8時に起きる。トーストを食べて、『e』誌の構成(2本目)に取りかかる。今日の公演はどうなるのだろうと心配で、ときどきタイムラインを伺っていたけれど、今日の夜から公演が再開されると発表されてホッとする。昼、納豆オクラ豆腐うどんを作って食す。午後も構成仕事を進める。今日が締め切りだ。終わらなかったらどうしよう、終わらなかったらどうしよう。焦りながら進めていたけれど、17時には終わってしまった。

 急遽制作のHさんに連絡して、池袋へ。今日もまた雨だ。テレビでやっている夕方のニュースでは「10日連続の雨だ」と言っている。明日からは晴れるそうだ。18時、劇場に到着する。「今日の夜から再開します」「観てほしい、、」とメッセージをもらっていて、仕事もなんとか終わったので駆けつけることにしたのだ。ただ、チケットを取っていなかったので、2階にある“ギャラリー”と呼ばれるスペース――映像と照明はここからオペレーションしている――に紛れ込ませてもらって観劇させてもらうことにする。開演15分前、ギャラリーにあがる。ほどなくして映像を担当しているJさん、照明を担当しているTさんもあがってくる。「(ギャラリーで観るなんて)めずらしいじゃないですか」とJさんは言っていた。

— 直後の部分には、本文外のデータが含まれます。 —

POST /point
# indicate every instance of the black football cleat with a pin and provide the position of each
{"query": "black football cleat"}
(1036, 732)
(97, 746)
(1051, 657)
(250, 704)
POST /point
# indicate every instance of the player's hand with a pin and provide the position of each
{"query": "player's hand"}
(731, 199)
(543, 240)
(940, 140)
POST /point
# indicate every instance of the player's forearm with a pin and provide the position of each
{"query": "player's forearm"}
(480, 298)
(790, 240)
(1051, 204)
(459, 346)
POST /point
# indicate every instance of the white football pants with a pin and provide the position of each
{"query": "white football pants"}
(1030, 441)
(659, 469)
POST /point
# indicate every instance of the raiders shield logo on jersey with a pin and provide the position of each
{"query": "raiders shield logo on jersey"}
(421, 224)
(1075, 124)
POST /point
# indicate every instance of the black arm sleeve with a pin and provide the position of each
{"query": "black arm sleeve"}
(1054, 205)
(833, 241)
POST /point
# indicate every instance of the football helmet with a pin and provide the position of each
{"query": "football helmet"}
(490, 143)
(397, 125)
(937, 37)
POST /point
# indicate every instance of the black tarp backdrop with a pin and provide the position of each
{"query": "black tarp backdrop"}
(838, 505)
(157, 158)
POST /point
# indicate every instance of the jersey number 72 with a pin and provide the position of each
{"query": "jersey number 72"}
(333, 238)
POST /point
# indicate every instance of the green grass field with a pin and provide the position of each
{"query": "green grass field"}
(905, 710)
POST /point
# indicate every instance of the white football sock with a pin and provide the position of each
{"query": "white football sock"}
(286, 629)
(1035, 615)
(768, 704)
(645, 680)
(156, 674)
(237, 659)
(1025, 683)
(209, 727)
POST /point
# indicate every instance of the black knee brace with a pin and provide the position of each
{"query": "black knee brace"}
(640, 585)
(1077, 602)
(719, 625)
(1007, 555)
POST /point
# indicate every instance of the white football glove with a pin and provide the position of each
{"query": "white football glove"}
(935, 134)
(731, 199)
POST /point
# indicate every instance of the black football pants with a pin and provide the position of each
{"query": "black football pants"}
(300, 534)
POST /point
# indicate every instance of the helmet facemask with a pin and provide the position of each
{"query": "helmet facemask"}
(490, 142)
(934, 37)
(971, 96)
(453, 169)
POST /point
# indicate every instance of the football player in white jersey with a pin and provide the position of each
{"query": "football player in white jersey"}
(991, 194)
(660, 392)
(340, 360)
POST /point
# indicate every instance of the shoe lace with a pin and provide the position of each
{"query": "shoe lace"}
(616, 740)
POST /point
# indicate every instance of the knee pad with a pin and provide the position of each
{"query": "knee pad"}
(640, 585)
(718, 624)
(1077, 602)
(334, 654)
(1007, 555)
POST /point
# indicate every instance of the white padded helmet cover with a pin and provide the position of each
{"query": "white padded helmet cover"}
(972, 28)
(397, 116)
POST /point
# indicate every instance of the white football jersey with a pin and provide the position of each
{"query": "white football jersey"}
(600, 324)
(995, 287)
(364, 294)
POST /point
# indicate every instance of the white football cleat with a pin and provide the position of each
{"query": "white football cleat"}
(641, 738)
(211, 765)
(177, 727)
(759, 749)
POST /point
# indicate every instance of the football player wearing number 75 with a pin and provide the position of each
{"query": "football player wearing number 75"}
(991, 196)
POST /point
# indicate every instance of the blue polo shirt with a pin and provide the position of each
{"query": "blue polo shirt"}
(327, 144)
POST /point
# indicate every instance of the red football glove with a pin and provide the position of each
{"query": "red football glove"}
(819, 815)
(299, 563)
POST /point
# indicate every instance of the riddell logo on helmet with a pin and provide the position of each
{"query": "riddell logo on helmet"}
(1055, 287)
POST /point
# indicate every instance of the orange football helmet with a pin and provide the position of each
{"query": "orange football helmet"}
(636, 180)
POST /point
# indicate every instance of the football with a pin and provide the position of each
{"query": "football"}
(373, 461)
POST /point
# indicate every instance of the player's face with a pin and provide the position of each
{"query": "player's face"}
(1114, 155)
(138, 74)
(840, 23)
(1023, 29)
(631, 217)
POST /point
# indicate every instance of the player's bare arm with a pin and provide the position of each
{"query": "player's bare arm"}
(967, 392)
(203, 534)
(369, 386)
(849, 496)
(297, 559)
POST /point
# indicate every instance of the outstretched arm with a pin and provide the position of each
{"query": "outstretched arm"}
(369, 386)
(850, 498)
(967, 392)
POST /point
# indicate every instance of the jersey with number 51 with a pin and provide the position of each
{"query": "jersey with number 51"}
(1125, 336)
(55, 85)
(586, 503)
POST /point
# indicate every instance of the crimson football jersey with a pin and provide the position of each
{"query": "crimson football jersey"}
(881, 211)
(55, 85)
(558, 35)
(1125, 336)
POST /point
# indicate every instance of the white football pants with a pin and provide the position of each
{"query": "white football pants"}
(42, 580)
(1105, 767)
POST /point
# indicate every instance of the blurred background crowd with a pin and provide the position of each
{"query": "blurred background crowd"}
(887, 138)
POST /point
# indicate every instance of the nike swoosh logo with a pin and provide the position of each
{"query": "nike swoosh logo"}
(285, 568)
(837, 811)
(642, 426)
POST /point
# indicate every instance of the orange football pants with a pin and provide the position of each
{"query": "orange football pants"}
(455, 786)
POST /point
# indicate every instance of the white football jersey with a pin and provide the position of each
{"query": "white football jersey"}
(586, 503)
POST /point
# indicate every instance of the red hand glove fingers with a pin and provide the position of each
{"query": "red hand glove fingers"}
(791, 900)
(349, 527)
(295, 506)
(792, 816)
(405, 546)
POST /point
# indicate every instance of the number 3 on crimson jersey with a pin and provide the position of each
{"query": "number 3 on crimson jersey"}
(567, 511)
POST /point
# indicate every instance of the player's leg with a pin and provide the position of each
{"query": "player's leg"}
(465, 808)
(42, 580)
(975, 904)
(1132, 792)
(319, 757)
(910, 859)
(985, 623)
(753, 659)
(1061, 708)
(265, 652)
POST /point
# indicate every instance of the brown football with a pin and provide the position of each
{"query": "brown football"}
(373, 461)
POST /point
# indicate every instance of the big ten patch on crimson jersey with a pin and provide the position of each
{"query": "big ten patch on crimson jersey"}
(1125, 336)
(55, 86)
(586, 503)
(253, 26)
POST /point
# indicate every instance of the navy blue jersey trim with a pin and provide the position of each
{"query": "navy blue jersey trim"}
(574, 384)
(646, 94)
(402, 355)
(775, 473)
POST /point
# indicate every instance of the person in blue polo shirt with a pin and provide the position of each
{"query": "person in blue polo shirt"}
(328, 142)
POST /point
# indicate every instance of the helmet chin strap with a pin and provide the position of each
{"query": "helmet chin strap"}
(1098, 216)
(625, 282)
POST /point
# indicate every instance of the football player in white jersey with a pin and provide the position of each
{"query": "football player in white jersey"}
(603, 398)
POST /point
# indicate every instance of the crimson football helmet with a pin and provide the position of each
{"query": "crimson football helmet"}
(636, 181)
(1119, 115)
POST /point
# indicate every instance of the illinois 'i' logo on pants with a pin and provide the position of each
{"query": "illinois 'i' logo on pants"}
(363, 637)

 19時、開演。固唾を飲んで見守る。休演してしまったことがテンションに――特に前半の学校のシーンに影響しなければいいけれどと心配していたけれど、まったくの杞憂だった。学校のシーン、皆楽しそうで何よりだ。この日は“はせぴ”“ひよ”に目が行く。二人とも、迷いを抱えている。もちろん他の登場人物だって迷いを抱えているだろうけれど、この二人からは迷いを強く感じる。“ひよ”は、先生に悩みを打ち明けてもいる。「わからないことがわからないままなんです」と。ガマに入って看護活動が始まってからも、彼女は他の皆より戸惑っているように見える。皆が「慣れていかなきゃ」と言っているときでも、彼女は一瞬立ち止まって考えてしまう。その一瞬の迷いが、ひょっとしたら、ガマを出たあと彼女の命を奪ったのかもしれないと思う。

 “はせぴ”は、学校のシーンを見ていると、優等生タイプの学生だ。あるシーンで、“先生”は宿題の話をする。無理してやらなくてもいいんだ、ひよちゃん、こないだね――“先生”がそう話を向けると、双子たちは「あれだ」「血尿だ」とニヤつきながらひそひそ話す。“ひよ”がキッと振り返る。はせぴも双子が注意する。“先生”が、ひよちゃん、こないだ血尿を――と具体的な話をしてしまうと、”はせぴ”は「先生まで!」と注意する。だが、そう言いつつも、“はせぴ”はつい笑ってしまう。そんなふうにクラスメイトのことを笑っちゃダメだという正しさと、笑ってしまう俗っぽさのあいだを、彼女はうろうろしている。

 ガマを出て海へと逃げるシーンでも、彼女は迷っている。ただし、迷いながらも走り続けている。だから彼女は、生きて海までたどり着く。皆とはぐれてしまって、一人でズルズルと歩きながら、彼女は「どこで死のう」と繰り返しつぶやく。「海はもう、私たちの海じゃないみたいだ」――この台詞を、彼女が、いわき出身の彼女が言っていることにも、どうしても思いを馳せてしまう。それに、彼女の名前が「洋子」という字であることにも思いを馳せる。彼女は、藤田さんがいわき総合高校で作品を作ったときに出演していた(と書いているけれど、僕はその公演を観ることができなかったのだが)。それは2012年のことだ。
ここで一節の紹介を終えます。